2/2: Nur selten gelangt ein Fall bis zum Gerichtshof
Das Gericht urteilt auf der Grundlage des französischen Strafrechts, Lagarde würden im Falle einer Verurteilung bis zu ein Jahr Haft und 15.000 Euro Geldstrafe drohen.
Ihr Anwalt Patrick Maisonneuve wies den Vorwurf der Fahrlässigkeit zurück, er und die übrigen Verteidiger wollten den Beginn des Verfahrens sogar vertagen lassen, weil die Ermittlungen der Behörden im ordentlichen Verfahren noch liefen : "Ich sehe nicht, wie der Gerichtshof in wenigen Tagen sagen könnte, ob es eine Veruntreuung gab, obwohl selbst die Pariser Ermittlungsrichter seit mehreren Jahren mit dieser Frage befasst sind und noch nicht entschieden haben."

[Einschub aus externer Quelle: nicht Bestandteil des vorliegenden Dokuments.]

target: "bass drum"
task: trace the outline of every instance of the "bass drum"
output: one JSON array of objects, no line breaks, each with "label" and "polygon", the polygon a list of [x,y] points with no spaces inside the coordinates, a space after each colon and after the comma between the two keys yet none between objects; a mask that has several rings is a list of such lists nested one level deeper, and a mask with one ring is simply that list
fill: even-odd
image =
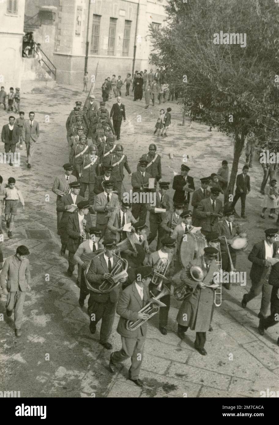
[{"label": "bass drum", "polygon": [[190,261],[202,255],[206,246],[205,238],[202,233],[187,233],[187,240],[181,242],[179,250],[179,258],[184,267],[187,266]]}]

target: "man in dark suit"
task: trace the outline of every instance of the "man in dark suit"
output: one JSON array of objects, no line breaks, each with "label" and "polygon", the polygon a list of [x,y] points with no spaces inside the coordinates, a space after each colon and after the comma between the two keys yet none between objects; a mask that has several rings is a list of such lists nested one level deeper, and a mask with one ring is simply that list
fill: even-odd
[{"label": "man in dark suit", "polygon": [[[14,124],[14,116],[9,117],[9,123],[3,126],[1,135],[2,142],[5,144],[5,151],[14,153],[20,136],[20,128]],[[11,158],[10,157],[10,165],[12,167]]]},{"label": "man in dark suit", "polygon": [[[97,290],[104,280],[109,279],[111,277],[111,271],[119,259],[114,253],[116,244],[114,239],[105,239],[103,245],[105,247],[105,252],[93,259],[86,276],[90,286]],[[120,272],[120,271],[121,269],[119,270]],[[126,278],[122,278],[120,282],[123,283],[126,279]],[[88,300],[87,312],[90,317],[90,332],[91,334],[95,333],[97,324],[102,319],[100,343],[107,350],[111,350],[112,348],[108,340],[111,333],[114,320],[120,286],[119,285],[110,292],[105,294],[91,290]]]},{"label": "man in dark suit", "polygon": [[247,303],[253,298],[262,293],[261,309],[258,317],[264,317],[268,313],[272,287],[268,285],[265,278],[270,266],[274,264],[272,259],[275,256],[279,246],[276,242],[278,238],[278,229],[268,229],[265,230],[265,239],[255,244],[248,256],[249,261],[252,263],[250,271],[251,286],[248,294],[245,294],[241,305],[245,308]]},{"label": "man in dark suit", "polygon": [[[138,193],[139,196],[140,197],[142,193],[148,191],[147,188],[149,184],[149,179],[152,178],[152,176],[145,171],[148,162],[145,159],[141,159],[139,163],[140,170],[132,173],[131,183],[133,194]],[[146,203],[142,201],[141,202],[140,198],[138,200],[138,203],[133,202],[132,214],[136,220],[140,217],[140,220],[145,223],[147,214]],[[142,199],[141,200],[143,201]]]},{"label": "man in dark suit", "polygon": [[125,122],[126,116],[125,115],[125,107],[123,103],[121,103],[121,98],[118,96],[117,98],[117,103],[114,103],[111,108],[110,113],[110,118],[112,117],[114,128],[117,140],[120,139],[120,128],[121,126],[122,119]]},{"label": "man in dark suit", "polygon": [[83,241],[89,238],[89,229],[92,227],[89,213],[89,199],[81,201],[78,203],[77,207],[78,211],[69,216],[66,227],[68,235],[67,249],[69,251],[67,274],[69,277],[73,274],[76,264],[74,255]]},{"label": "man in dark suit", "polygon": [[235,204],[239,198],[241,200],[241,216],[243,218],[246,218],[245,215],[245,201],[246,195],[250,191],[250,176],[247,173],[249,171],[249,166],[244,165],[242,169],[242,173],[239,174],[236,177],[236,188],[233,203],[231,204],[232,208],[234,209]]},{"label": "man in dark suit", "polygon": [[202,199],[196,208],[196,215],[199,220],[202,232],[206,235],[208,232],[217,232],[218,217],[222,217],[222,203],[217,199],[220,194],[218,187],[211,187],[209,198]]},{"label": "man in dark suit", "polygon": [[194,180],[188,176],[190,168],[188,165],[182,164],[180,174],[175,176],[172,184],[172,188],[175,190],[173,198],[174,204],[183,204],[187,199],[190,202],[190,192],[195,190]]},{"label": "man in dark suit", "polygon": [[196,207],[202,199],[206,199],[210,195],[210,192],[207,190],[208,185],[208,178],[203,177],[202,178],[200,178],[199,180],[201,182],[201,187],[199,189],[195,190],[193,193],[191,203],[191,205],[194,207],[192,213],[193,214],[193,225],[195,227],[199,227],[199,220],[196,212]]},{"label": "man in dark suit", "polygon": [[132,364],[129,369],[129,379],[139,387],[143,386],[143,382],[139,379],[139,375],[142,360],[147,324],[145,322],[134,331],[128,330],[126,325],[127,320],[134,322],[138,320],[144,320],[148,318],[147,313],[139,312],[148,303],[148,286],[151,280],[151,267],[138,267],[137,280],[122,292],[117,307],[117,312],[120,316],[117,332],[121,336],[122,348],[119,351],[111,353],[109,365],[110,371],[114,373],[116,364],[130,357]]}]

Sogar die Staatsanwaltschaft plädierte für die Einstellung des Verfahrens gegen Lagarde. Und dennoch muss man nicht zwingend davon ausgehen, dass das Verfahren gegen die ehemalige Chefin der internationalen Großkanzlei Baker McKenzie ergebnislos verlaufen wird, erklärt Prof. Dr. Florian Bien von der Julius-Maximilians-Universität Würzburg: "Bevor ein Fall vor den Gerichtshof der Republik gelangt, wird er von der Commission des requêtes und der Commission d'instruction geprüft. Das sind immerhin Gremien, die nicht politisch zusammengesetzt sind. Sie bestehen vielmehr aus Mitgliedern der obersten französischen Gerichte – und damit aus hoch angesehenen Richtern und Beamten, die eben nicht aus dem Parlament stammen." Der ganz überwiegende Teil aller Fälle, fast 97 Prozent, scheitere schon an dieser Art Vorauswahl, sagt Bien.
Verfahren besonders öffentlichkeits- und medienwirksam
Doch auch wenn zwei mit Top-Juristen besetzte Instanzen darüber entscheiden, ob ein Fall vor dem Gerichtshof der Republik landet, entschärft das nicht die Kritik, dass letztendlich juristische Laien über eine strafrechtliche Verurteilung maßgeblich mitentscheiden.
Die werde vielmehr durch die Entscheidungspraxis abgedämpft: "Auch wenn die Stimmen der Parlamentarier denen der Berufsrichter gleichwertig sind, dürften sich zumindest einige der juristischen Laien unter den abstimmenden Parlamentariern von der fachlichen Autorität der Berufsrichter leiten lassen", so Bien. Das Risiko einer zu stark politisierenden Entscheidung werde zudem dadurch minimiert, dass die sechs Richter aus dem Parlament in geheimer Wahl die absolute Mehrheit erreichen müssen. "Das dürfte Extremkandidaten verhindern", so der Professor.
Zuletzt könnte die ehemalige Finanzministerin gegen eine Verurteilung noch vor das höchste Gericht der ordentlichen Gerichtsbarkeit, den Kassationshof, ziehen, erläutert Bien: "Eine Berufung gegen Urteile des Gerichtshofs der Republik ist nicht möglich, aber immerhin die Revision. Der Cour de Cassation wäre so wiederum beteiligt, wenn Rechtsmittel eingelegt werden." Damit würden wieder Berufsrichter entscheiden und den Fall gegebenenfalls an ein neu zusammengestelltes Gremium am Gerichtshof der Republik zurückverweisen. "In der Praxis droht also weniger die willkürliche Abrechnung mit einem politischen Gegner, sondern eher das Gegenteil: ein zu mildes Urteil. Das zeigt zumindest die Bilanz der bisherigen Fälle", fasst Bien zusammen.
Ein Verfahren vor dem Gerichtshof der Republik unterscheidet sich von einem der ordentlichen Gerichtsbarkeit im Wesentlichen also durch seine besondere öffentliche Wirkung, die Medienwirksamkeit und damit einhergehend durch den politischen Druck, den eine Verurteilung ausübt. Denn ob Lagarde in einem solchen Falle ihren derzeitigen Posten beim IWF verlöre, steht nicht fest. Darüber müsste die Organisation im Anschluss selbst entscheiden.